Concrete Memories is almost finished. Started in 2015 the eighteen thousand word “short story” recently came back from Alan the first male beta reader. The story is now in its thirteenth draft and much stronger than when it arrived in his hands. That has been the case since the start of the story as it moved through various hands starting with Donna’s. Being all but finished at this point with one more professional edit in the offing seemed to have freed up something. I haven’t started a new story while working on this one, though the poetry has been flowing fast and free, but this week I started a new story. Not only started it, but the first draft is almost finished which is lightening quick for me as I find writing a difficult process. Of course then it has to go to Donna and a variety of other readers to knock off the rough bits and rein in my seventy word sentences. Donna once asked “Don’t you ever breath when you read?” I’m glad there was another story though, I don’t often have an idea for one that will last longer than ten lines for a poem. Stories are good to write even if they don’t get read all that much.
A friend and I were talking recently and he asked when my next day off was. I confessed that it would be October 9th, Thanksgiving, but in reality not really much of a day off since the family comes over and as I am the only driver I have to pick up and later drop off everyone. That of course in addition to the regular prep everyone is familiar with when having guests over for a meal. As a special bonus this year our daughter will be returning from a short jaunt to visit friends and I will have to gather her at the airport sometime between when her plane lands and when lunch is served. I joked: if the day ends in a Y I’m working, thirteen days off in the last fifteen months.
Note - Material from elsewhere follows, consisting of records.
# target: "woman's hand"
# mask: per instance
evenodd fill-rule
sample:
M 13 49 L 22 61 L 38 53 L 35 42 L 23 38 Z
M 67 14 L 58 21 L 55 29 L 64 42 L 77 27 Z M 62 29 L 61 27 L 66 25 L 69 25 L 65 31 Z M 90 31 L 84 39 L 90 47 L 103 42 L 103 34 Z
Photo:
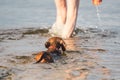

My friend said something I’d heard before but never had a response for: I don’t know how you do it.
This time I had a response – it just sprang to mind: you wouldn’t ask someone in the middle of the ocean how it is they can keep on swimming.
It’s that simple. If I stop an already niggardly life would be sliced even thinner. Reductio ad absurdum in an economic sense. I’m still trying to recover from April’s day from hell. Our son still isn’t working. Our daughter is working and demands nothing which is a relief on many front but does still use the credit card for regular school related expenses like a bus pass at $85 a month. The van, which just came out of the shop leaving me $500.00 poorer than when it went in needs new winter tires this month so….if the day ends in Y I’ll be working.